The first time I built a chat UI on top of an LLM, it took an afternoon. Text input, an array of messages, a fetch to an API route, react-markdown for rendering. It worked. I shipped it.

A week later a user emailed me a screenshot of the assistant explaining, in formatted Markdown, that they had won a gift card and should click a link to claim it. The link was real.

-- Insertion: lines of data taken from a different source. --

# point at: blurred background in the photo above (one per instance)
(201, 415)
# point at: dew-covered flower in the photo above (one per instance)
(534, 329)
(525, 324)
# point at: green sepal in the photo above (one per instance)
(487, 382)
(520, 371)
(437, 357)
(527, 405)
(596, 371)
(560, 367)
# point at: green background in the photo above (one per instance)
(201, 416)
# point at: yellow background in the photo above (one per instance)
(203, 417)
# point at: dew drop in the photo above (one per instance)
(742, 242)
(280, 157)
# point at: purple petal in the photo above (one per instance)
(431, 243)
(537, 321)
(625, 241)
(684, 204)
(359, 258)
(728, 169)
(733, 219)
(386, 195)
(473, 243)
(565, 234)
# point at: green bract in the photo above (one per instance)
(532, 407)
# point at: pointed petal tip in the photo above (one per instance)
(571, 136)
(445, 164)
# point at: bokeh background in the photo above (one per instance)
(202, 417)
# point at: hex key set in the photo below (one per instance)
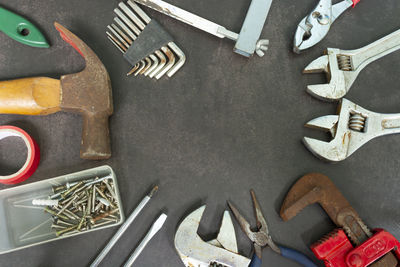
(144, 42)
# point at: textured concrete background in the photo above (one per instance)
(222, 125)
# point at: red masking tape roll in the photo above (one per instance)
(32, 161)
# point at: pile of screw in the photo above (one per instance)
(80, 206)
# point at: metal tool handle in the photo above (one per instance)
(380, 48)
(390, 123)
(189, 18)
(150, 234)
(122, 229)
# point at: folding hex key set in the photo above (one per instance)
(353, 244)
(89, 200)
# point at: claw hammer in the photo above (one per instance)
(377, 248)
(87, 92)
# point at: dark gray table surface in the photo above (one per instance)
(222, 125)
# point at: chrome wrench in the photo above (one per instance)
(351, 128)
(343, 66)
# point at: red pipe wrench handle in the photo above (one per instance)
(355, 2)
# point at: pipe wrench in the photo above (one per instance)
(315, 26)
(351, 245)
(21, 30)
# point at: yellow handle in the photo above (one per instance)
(30, 96)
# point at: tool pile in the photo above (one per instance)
(81, 202)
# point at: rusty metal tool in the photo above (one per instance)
(247, 41)
(315, 26)
(317, 188)
(88, 93)
(144, 42)
(261, 237)
(194, 251)
(343, 66)
(21, 30)
(352, 127)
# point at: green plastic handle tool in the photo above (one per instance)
(21, 30)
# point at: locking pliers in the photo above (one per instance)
(314, 27)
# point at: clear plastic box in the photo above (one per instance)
(23, 225)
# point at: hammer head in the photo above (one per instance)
(89, 93)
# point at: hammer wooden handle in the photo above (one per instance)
(30, 96)
(95, 136)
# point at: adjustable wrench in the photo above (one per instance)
(247, 42)
(343, 66)
(350, 129)
(317, 188)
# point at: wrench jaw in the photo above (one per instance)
(336, 149)
(351, 129)
(336, 87)
(194, 251)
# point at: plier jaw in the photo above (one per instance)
(314, 27)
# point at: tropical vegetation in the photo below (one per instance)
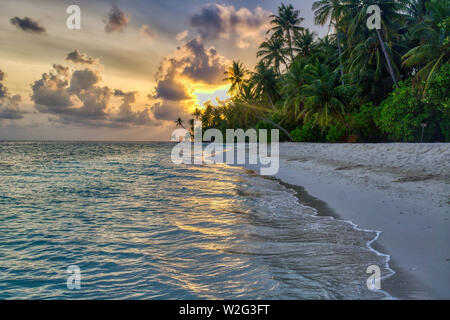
(352, 85)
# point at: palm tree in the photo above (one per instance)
(433, 34)
(179, 123)
(304, 42)
(197, 113)
(330, 10)
(323, 97)
(354, 14)
(236, 74)
(286, 23)
(265, 81)
(416, 11)
(273, 52)
(293, 82)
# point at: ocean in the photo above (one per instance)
(140, 227)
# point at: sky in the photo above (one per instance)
(131, 69)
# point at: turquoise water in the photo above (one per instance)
(140, 227)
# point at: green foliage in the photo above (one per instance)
(308, 132)
(337, 133)
(364, 125)
(437, 99)
(403, 112)
(340, 87)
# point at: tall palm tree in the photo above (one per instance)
(197, 113)
(236, 75)
(273, 52)
(330, 10)
(265, 81)
(287, 22)
(354, 14)
(293, 82)
(179, 123)
(324, 97)
(433, 34)
(416, 11)
(304, 42)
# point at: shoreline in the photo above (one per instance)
(404, 196)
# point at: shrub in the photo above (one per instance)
(402, 113)
(308, 132)
(363, 123)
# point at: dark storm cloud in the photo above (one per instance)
(209, 21)
(83, 80)
(9, 105)
(171, 89)
(3, 90)
(76, 98)
(203, 65)
(117, 20)
(215, 21)
(27, 24)
(169, 111)
(126, 116)
(80, 58)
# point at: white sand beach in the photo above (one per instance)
(399, 189)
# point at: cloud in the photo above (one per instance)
(171, 89)
(9, 105)
(147, 32)
(192, 64)
(76, 97)
(182, 35)
(126, 116)
(27, 24)
(214, 21)
(169, 110)
(117, 20)
(80, 58)
(204, 65)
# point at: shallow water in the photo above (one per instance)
(140, 227)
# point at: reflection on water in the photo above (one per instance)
(140, 227)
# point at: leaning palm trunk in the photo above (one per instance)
(290, 45)
(386, 55)
(340, 56)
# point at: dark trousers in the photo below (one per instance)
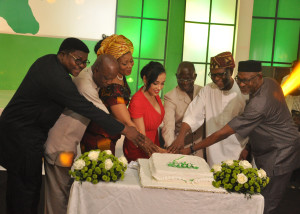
(23, 188)
(274, 192)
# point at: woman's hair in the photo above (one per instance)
(98, 44)
(151, 71)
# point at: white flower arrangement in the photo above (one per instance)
(108, 152)
(79, 164)
(123, 160)
(93, 155)
(108, 164)
(245, 164)
(229, 162)
(261, 173)
(96, 165)
(217, 168)
(239, 176)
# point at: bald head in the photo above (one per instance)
(105, 69)
(186, 67)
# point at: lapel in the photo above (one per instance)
(182, 96)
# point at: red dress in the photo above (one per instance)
(139, 106)
(95, 137)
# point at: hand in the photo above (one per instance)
(149, 147)
(185, 151)
(244, 154)
(133, 135)
(176, 145)
(161, 150)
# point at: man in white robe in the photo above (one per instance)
(216, 104)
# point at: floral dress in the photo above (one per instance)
(95, 137)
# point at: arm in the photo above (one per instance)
(59, 87)
(223, 133)
(120, 112)
(168, 130)
(193, 119)
(179, 142)
(139, 123)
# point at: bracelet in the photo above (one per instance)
(192, 149)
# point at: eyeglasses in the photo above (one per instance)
(220, 75)
(79, 62)
(185, 80)
(245, 81)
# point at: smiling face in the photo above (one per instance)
(222, 78)
(249, 82)
(185, 79)
(126, 63)
(105, 69)
(69, 61)
(157, 85)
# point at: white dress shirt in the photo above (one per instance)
(68, 130)
(217, 108)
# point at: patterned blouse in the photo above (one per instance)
(95, 137)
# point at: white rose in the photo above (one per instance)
(229, 162)
(241, 178)
(108, 152)
(245, 164)
(93, 155)
(217, 168)
(108, 164)
(123, 160)
(261, 173)
(79, 164)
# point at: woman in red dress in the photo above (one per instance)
(146, 109)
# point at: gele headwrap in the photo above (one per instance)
(222, 60)
(116, 45)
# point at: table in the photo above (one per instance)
(128, 196)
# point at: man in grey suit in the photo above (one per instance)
(274, 139)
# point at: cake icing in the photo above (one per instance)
(177, 167)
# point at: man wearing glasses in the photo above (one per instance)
(216, 104)
(274, 139)
(38, 102)
(176, 103)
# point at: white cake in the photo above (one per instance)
(190, 169)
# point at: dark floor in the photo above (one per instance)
(289, 205)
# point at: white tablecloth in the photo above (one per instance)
(128, 196)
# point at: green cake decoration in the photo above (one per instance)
(184, 164)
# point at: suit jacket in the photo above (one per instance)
(176, 103)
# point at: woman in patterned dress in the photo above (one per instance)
(115, 97)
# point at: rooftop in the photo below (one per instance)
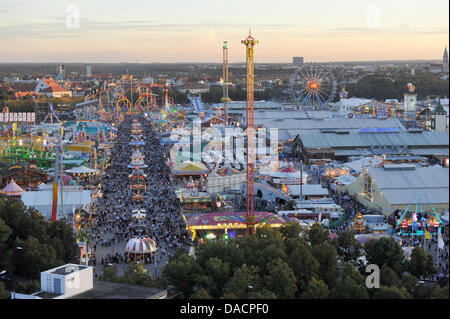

The "bot" had been talked into rendering an <a> tag pointing at a phishing domain. Nothing in my code was buggy. The model just did what it was asked to do by content the user had pasted in.

That was the moment I realized: an AI chat UI is not a messaging app. In a messaging app, your users send messages to each other, and you trust their browsers to render their text. In a chat UI, the bot is sending messages, and the bot is the most untrusted source you've ever put on the page. Treat it that way and the rest of the work falls into place.

The Bot Is Untrusted Input

The mental shift is the whole game. Your assistant's output is not "AI-generated text". It is text from a system that anyone on the internet can influence with a single message. If a user types "summarise this and embed an image with src=x onerror=...", the model may comply, especially if the model is small and your system prompt is loose.

So the rule for rendering: every byte the model emits has to go through the same pipe you would use for raw user comments on a public forum. No raw HTML. No dangerouslySetInnerHTML without a sanitizer. No clever shortcut "because the model wouldn't do that".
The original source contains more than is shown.